Nice article on this subject:
"The payout rules are complicated but enticing. Even if your college basketball team doesn’t win a game, you win $1.67 million. A round-of-16 appearance rakes in almost $5 million. A Final Four run? $8.3 million.
What sounds like the country’s most lucrative office pool is actually how the NCAA splits up much of the $700-plus million dollars its men’s basketball tournament makes each year. The competitors in this pool are collegiate sports conferences, and this month a large chunk of money — nearly $220 million, according to NCAA projections — is up for grabs.
The “basketball fund,” as it’s simply labeled, is the largest pool of money the NCAA doles out to schools and the only one allocated according to competitive sports success. A closer look at where the money goes illuminates the stratified economic landscape of college sports, where the rich schools get richer and the players remain amateurs.
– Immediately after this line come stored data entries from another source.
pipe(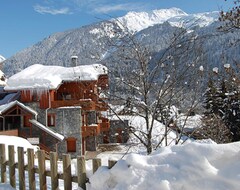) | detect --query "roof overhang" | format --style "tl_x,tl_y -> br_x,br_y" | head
0,100 -> 38,117
29,119 -> 65,141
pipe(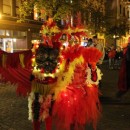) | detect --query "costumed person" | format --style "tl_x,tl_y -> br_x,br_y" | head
52,44 -> 103,130
28,16 -> 103,130
29,43 -> 103,130
117,37 -> 130,97
114,47 -> 123,70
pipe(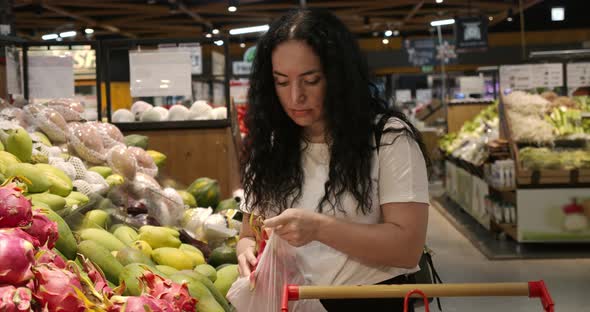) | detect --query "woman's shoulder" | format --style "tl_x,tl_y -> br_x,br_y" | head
375,114 -> 413,134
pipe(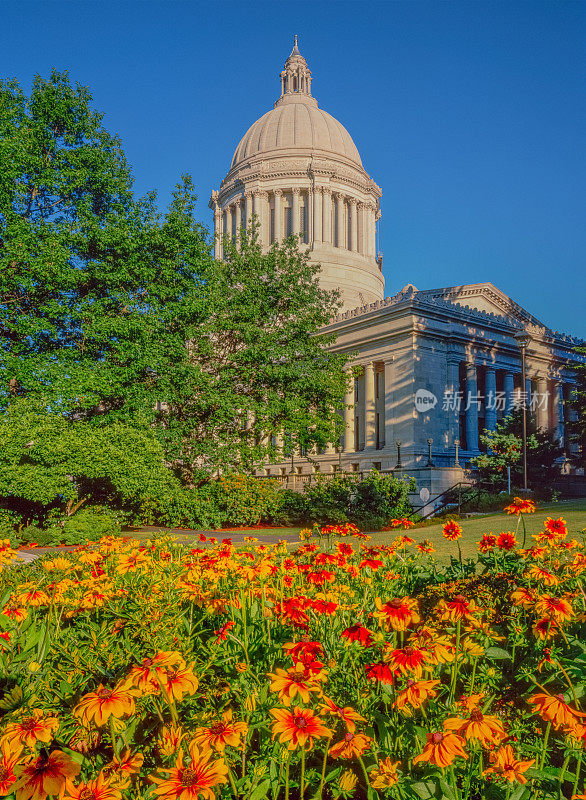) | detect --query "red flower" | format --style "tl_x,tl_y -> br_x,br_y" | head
478,534 -> 497,553
213,622 -> 235,643
365,662 -> 395,685
342,625 -> 373,647
442,520 -> 463,541
496,532 -> 517,551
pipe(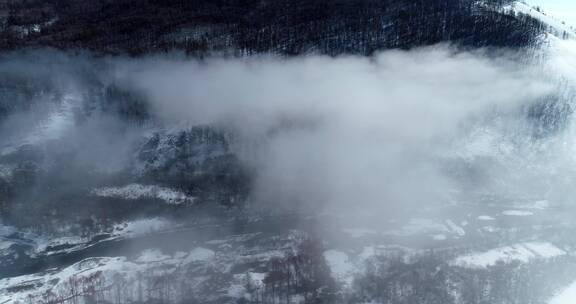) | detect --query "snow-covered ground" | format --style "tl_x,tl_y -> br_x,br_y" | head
112,217 -> 175,238
0,228 -> 313,304
92,184 -> 195,205
550,280 -> 576,304
451,242 -> 566,269
2,204 -> 574,303
381,218 -> 467,240
323,250 -> 356,288
507,2 -> 575,39
0,246 -> 216,303
1,217 -> 178,262
1,222 -> 91,258
478,215 -> 496,221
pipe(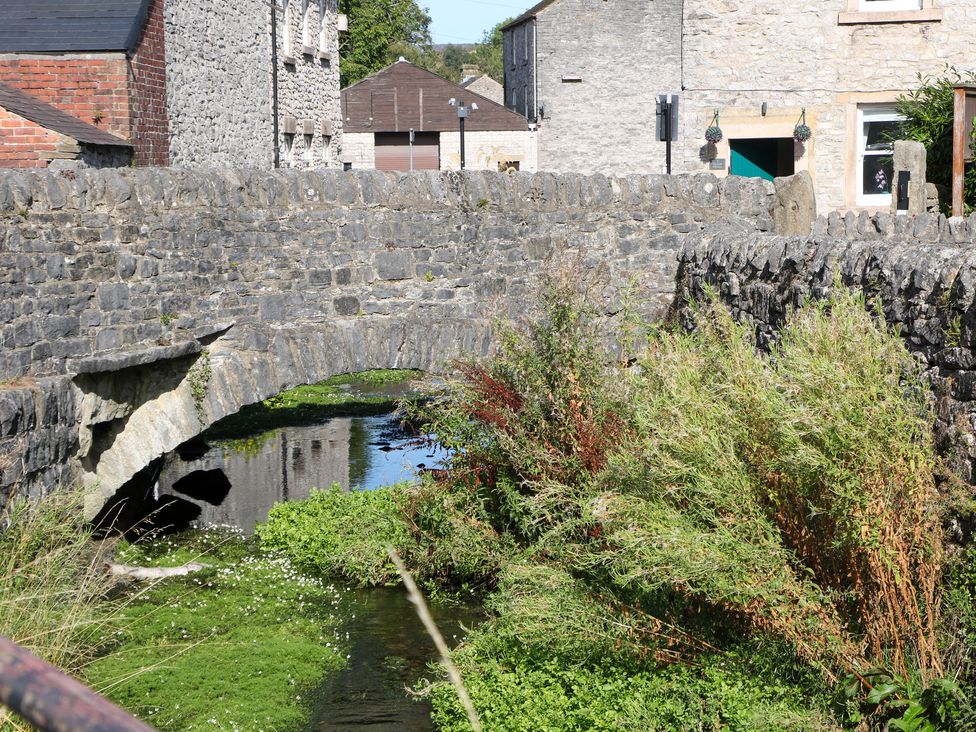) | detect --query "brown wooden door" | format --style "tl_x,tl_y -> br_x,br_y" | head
374,132 -> 439,171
The NCAA “urges” — but does not require — conferences to share this money equally among their member schools. Of the 32 conferences that participate in the tournament, 15 agreed to answer basic questions about how they use the basketball fund. Those conference officials said that, while specifics vary from conference to conference, they expect their peers use the money similarly.
In general, officials said, larger conferences split the money evenly among their schools, who use it to help cover athletic department budgets. Smaller conferences, meanwhile, depend on the basketball fund to cover their expenses, and some award any extra money to schools based on their own complicated formulas. For a smaller conference, one surprisingly successful tournament can produce budget-inflating windfalls for years.
Conference officials defend the system as a fair way to share money that supports college athletics.
To critics of the NCAA and amateurism in college sports, however, the only number that matters about the basketball fund is the amount paid to the players: $0."
https://www.washingtonpost.com/graphics/sports/ncaa-money/
Now if the colleges can figure out how to share, and there is 64 of them, they why can't they figure out a way to share it with the players? My original thought was pay percentage by the minute because I like math and percentages are so cool. But then with larger team sports like football maybe the better way to have it is if you are just member of the team on the roster but limited to scholarship players.
I understand people have strong feelings about players should not be paid. I understand there could be unintended consequences and the mechanism needs to be well thought out. However, it seems to me people are making this issue more complicated than it really is. The 64 colleges in the tournament get their money so it is possible to share.